Остался только один номер, прежде чем откроется билетная касса и сотни заинтригованных горожан заполнят в этот вечер, как, впрочем, и во все предыдущие вечера, шатер варьете в пригороде Ниццы. В портале шатра, где только что исчез кентавр, стояло еще одно странное существо — ростом чуть больше метра и с огромной бесформенной головой, изуродованной напоминающими серый камень наростами. Торс его был обнажен, и публике были видна его поросшая шерстью спина, руки, напоминающие маленькие корни какого-то растения, кости и позвонки, торчащие тут и там, словно они томились в плену в этом уродливом теле и жаждали поскорее выбраться на свободу. Одежду его составляли чулки до колен и шотландская юбка, а лицо было закрыто яркой венецианской кошачьей маской.

— Позвольте представить наш последний аттракцион! — выкрикнул Вильсон, не скрывая гордости сенсационным номером, привлекавшим рекордное количество публики на лигурийском берегу. — Сэр Эркюль из широко известного клана Бэйрфутов, монстр шотландского высокогорья, известный ясновидец! Он может так же легко, как священник, цитировать Библию, читать ваши самые затаенные мысли!


Не зная, что люди кардинала идут по его следу, шотландский ясновидец Бэйрфут стал главным аттракционом цирка за последний год. Он угадывал цвет нижнего белья у дам, без труда доставал нужную карту из колоды таро, показывал мнемонические фокусы, не имеющие иного объяснения, кроме как наличие сомнительных связей иллюзиониста с потусторонними силами, раскрывал самые интимные тайны публики и описывал в подробностях их жилища, хотя никогда там не бывал.

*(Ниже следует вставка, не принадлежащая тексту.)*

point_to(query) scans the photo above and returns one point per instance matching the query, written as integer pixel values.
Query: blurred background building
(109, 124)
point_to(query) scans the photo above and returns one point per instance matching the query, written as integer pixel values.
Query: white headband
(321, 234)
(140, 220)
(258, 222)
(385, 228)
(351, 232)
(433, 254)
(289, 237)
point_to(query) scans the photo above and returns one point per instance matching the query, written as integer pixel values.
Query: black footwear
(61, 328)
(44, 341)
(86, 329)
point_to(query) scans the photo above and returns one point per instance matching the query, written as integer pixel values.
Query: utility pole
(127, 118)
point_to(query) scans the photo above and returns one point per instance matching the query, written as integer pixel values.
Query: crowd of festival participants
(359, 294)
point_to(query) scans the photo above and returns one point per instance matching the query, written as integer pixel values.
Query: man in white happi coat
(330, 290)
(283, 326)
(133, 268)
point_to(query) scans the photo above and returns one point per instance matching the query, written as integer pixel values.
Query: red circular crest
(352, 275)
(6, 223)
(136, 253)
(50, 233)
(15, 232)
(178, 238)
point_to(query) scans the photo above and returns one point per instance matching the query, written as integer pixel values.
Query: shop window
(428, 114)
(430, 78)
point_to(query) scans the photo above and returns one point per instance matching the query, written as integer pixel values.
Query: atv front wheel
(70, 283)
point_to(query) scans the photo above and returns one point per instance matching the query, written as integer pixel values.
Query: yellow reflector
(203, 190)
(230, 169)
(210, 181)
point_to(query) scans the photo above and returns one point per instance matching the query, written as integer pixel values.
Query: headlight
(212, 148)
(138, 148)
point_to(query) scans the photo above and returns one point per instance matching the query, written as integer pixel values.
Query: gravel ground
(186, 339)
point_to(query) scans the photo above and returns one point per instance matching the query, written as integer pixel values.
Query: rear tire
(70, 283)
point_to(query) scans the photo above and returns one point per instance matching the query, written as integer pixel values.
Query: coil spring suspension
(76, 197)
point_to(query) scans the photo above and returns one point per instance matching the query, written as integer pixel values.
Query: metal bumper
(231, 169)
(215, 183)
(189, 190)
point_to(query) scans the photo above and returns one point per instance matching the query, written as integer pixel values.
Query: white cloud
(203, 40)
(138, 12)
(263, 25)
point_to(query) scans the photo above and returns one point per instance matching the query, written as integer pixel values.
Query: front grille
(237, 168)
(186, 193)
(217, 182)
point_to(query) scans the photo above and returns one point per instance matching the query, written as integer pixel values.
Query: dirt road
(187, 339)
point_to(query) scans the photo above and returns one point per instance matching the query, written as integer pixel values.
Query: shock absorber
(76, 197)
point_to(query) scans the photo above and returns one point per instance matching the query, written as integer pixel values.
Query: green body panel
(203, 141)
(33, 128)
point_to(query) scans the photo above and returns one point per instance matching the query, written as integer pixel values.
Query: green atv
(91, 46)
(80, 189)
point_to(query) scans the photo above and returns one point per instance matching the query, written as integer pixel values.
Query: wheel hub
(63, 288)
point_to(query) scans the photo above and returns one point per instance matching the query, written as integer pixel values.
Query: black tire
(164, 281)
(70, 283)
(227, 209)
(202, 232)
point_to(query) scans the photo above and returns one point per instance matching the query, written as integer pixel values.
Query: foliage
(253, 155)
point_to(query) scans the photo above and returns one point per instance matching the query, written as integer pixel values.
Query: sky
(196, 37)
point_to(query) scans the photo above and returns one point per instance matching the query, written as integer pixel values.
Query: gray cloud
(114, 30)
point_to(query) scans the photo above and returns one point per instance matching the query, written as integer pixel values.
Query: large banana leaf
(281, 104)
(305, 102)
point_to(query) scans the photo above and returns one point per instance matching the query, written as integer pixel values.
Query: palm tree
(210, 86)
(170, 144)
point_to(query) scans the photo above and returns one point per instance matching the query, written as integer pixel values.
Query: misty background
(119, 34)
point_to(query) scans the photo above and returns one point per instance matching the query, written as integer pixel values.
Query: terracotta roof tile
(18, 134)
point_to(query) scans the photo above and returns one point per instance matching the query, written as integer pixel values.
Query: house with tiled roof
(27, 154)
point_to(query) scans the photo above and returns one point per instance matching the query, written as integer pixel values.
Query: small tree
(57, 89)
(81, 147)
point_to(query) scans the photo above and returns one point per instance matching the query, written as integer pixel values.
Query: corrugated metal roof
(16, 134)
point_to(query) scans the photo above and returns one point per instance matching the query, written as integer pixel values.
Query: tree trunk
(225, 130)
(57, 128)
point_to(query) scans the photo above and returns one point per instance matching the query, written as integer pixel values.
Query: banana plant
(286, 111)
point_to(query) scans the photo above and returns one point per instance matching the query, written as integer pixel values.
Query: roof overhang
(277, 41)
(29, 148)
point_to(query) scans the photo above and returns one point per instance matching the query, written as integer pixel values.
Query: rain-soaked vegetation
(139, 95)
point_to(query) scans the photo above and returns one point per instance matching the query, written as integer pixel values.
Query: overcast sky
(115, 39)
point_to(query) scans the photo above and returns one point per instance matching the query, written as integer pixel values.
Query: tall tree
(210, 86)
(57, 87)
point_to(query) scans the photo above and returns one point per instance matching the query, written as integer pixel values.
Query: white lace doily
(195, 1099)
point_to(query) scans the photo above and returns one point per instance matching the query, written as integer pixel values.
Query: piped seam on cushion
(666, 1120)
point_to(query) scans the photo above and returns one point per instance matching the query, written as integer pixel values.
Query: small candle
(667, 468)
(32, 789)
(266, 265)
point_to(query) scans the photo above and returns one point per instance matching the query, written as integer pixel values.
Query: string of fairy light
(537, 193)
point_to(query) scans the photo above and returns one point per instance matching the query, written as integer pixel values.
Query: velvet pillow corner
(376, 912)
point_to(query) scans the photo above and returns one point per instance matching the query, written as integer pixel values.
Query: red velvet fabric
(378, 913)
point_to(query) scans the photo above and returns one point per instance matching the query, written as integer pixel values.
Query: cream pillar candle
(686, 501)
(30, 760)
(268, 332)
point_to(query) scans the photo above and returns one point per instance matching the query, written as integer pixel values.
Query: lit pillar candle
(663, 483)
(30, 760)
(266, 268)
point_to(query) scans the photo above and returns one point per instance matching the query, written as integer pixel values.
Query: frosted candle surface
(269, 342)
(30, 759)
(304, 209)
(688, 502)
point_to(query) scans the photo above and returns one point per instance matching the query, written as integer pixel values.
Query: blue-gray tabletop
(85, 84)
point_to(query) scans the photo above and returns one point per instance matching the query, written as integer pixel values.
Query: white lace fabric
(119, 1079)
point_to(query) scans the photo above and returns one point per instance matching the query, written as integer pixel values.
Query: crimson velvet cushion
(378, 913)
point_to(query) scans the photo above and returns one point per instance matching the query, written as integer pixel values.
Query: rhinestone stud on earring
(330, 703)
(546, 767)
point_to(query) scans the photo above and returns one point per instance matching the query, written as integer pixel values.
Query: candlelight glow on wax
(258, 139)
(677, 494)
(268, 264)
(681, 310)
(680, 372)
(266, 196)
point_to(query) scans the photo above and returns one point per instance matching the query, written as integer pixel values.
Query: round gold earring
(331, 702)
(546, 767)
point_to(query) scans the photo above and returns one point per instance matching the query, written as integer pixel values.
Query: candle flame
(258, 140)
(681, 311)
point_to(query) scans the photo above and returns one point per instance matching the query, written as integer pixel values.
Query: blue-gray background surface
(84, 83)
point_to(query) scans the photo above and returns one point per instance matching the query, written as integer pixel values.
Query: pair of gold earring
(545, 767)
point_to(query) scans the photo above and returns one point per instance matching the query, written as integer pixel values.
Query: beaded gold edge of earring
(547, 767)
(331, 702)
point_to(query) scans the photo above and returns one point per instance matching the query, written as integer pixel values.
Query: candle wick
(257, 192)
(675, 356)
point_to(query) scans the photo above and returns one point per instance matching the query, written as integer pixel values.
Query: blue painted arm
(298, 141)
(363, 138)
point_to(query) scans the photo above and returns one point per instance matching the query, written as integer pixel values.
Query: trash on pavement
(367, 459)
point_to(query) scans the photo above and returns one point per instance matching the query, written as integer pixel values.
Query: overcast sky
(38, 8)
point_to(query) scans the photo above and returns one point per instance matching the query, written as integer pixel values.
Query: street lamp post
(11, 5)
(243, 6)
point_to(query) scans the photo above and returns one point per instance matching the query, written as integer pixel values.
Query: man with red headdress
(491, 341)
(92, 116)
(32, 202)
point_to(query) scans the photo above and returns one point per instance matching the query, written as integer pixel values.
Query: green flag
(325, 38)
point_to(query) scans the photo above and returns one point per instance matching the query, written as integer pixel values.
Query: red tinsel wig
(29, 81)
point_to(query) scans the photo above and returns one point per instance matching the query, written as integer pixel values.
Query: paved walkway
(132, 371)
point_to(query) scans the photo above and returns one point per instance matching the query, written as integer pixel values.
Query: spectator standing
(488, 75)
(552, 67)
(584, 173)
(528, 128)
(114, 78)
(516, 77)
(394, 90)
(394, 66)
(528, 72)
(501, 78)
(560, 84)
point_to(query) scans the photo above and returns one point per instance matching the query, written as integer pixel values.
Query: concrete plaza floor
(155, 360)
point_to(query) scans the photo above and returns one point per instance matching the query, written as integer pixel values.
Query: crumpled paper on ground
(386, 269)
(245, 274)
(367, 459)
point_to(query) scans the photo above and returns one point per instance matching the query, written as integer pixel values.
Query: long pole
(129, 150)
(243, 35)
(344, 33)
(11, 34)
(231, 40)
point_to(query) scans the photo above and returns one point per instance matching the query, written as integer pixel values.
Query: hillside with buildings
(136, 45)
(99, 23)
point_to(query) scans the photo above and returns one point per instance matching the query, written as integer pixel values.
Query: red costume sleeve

Кроме того, на французских клавикордах он исполнял мелодии из оперетт по заказу публики, причем зрителя просили напеть эту мелодию не вслух, а мысленно, про себя, и все это он проделывал, несмотря на то что, по клятвенным заверениям Вильсона, был глухонемым от рождения; мало того, что ему втыкали в слуховые проходы затычки, его еще и помещали в пивную бочку, закрываемую крышкой, — чтобы рассеять все подозрения в жульничестве.

Сенсацией было и то, что он играл на клавикордах ногами, да еще и с таким чувством, что публика чувствовала, как все ее неясное томление материализуется в нотах, прежде чем разразиться в тремоло, полное такой неизбывной тоски, что звуки обрушивались на публику ливнем слез — никто их не видел, но ощущали все. На афише цирка он был изображен в карнавальной маске, с волшебной палочкой, зажатой между пальцами ног, и шатер варьете, к великому удовольствию директора Вильсона, каждый вечер был битком, до последнего стоячего места, набит публикой.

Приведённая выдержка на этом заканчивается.